4. Решено, решено, покупаю себе кимоно
После того как шуршание пластикового пакета над ухом выдавило меня из какого-то мрачного урбанистического сна, я, с трудом разлепив глаза, увидел сначала будильник (8.32, 24-е, суббота), затем одевающуюся Алёну и невольно скорчил на своём мятом лице вопросительное выражение.
«А тебе не пофигу?» — читалось в Алёниных карих глазах, когда она, на секунду замерев, застёгивала фиолетовый в жёлтых бабочках лифчик. «Обиделась за вчерашнее», — подумал я и отвернулся к стене.
Сон не вернулся. Я проворочался ещё минут двадцать, после уверенного хлопка входной двери, затем встал и побрёл на кухню.
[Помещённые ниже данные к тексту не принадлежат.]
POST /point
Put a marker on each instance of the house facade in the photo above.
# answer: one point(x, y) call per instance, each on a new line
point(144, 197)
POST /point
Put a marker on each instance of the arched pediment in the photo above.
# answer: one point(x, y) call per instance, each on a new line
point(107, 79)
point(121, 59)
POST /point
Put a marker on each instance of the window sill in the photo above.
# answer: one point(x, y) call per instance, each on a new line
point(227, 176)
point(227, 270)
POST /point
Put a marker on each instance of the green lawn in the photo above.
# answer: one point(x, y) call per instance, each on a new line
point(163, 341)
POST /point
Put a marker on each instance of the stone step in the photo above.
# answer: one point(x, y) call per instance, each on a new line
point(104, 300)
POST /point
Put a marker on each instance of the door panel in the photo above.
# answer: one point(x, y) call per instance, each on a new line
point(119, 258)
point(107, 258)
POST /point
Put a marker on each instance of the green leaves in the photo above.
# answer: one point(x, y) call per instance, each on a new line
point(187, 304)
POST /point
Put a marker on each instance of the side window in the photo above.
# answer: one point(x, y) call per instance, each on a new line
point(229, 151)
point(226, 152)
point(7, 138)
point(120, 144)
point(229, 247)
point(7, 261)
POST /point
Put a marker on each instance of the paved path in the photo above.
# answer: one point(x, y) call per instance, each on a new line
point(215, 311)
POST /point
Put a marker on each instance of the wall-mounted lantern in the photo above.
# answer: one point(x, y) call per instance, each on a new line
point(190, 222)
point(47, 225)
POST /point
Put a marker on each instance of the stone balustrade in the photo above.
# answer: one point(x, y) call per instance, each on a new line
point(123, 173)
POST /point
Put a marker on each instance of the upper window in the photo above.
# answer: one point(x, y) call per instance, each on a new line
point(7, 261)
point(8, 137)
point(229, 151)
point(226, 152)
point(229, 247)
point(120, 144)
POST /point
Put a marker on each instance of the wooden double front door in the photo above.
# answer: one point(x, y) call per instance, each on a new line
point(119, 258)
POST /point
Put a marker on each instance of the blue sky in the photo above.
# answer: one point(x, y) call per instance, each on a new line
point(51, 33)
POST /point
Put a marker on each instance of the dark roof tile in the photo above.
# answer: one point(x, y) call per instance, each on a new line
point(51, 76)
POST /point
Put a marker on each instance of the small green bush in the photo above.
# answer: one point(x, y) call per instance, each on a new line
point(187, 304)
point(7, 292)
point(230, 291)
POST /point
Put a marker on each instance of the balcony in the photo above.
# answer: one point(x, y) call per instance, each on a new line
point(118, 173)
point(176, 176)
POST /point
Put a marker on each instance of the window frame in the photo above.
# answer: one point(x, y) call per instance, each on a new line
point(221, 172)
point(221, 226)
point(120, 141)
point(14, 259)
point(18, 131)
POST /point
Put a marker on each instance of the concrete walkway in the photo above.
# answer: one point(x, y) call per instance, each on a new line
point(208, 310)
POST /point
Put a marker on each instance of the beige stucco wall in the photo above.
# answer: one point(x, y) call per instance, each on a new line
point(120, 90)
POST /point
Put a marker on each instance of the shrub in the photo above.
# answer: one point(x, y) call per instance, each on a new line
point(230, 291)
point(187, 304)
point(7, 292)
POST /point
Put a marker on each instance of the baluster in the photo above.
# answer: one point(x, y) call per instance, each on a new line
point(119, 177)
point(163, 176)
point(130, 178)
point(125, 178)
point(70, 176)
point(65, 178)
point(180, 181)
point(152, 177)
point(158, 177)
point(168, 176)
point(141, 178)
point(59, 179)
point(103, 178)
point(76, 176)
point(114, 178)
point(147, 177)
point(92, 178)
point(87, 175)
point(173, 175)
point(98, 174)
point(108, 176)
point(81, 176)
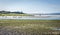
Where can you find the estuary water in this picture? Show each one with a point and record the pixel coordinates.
(42, 17)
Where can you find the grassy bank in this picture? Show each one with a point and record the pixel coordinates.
(15, 15)
(30, 26)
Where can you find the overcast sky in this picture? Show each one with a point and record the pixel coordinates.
(31, 6)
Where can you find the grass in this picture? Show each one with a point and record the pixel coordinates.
(30, 26)
(15, 15)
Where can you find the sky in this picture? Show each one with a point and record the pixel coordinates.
(31, 6)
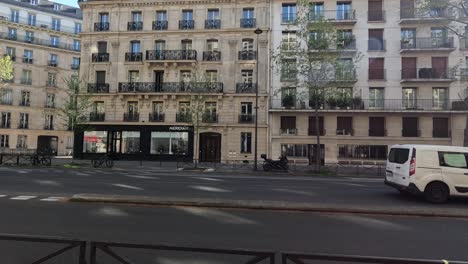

В холодильнике обнаружился непочатый пакет кефира и двухдневной давности суп, разогревать который мне было лень. Я вскрыл пакет и, периодически прихлёбывая из картонного носика, уставился в окно, на пустую и заваленную снегом улицу Коштоянца, по которой лениво плёлся, чуть заваливающийся на левый бок, «Икарус». Когда «Икарус» исчез из моего поля зрения, я стал наблюдать за одиноким желтожилетником, вяло развозившим лопатой по тротуару серый комкастый снег.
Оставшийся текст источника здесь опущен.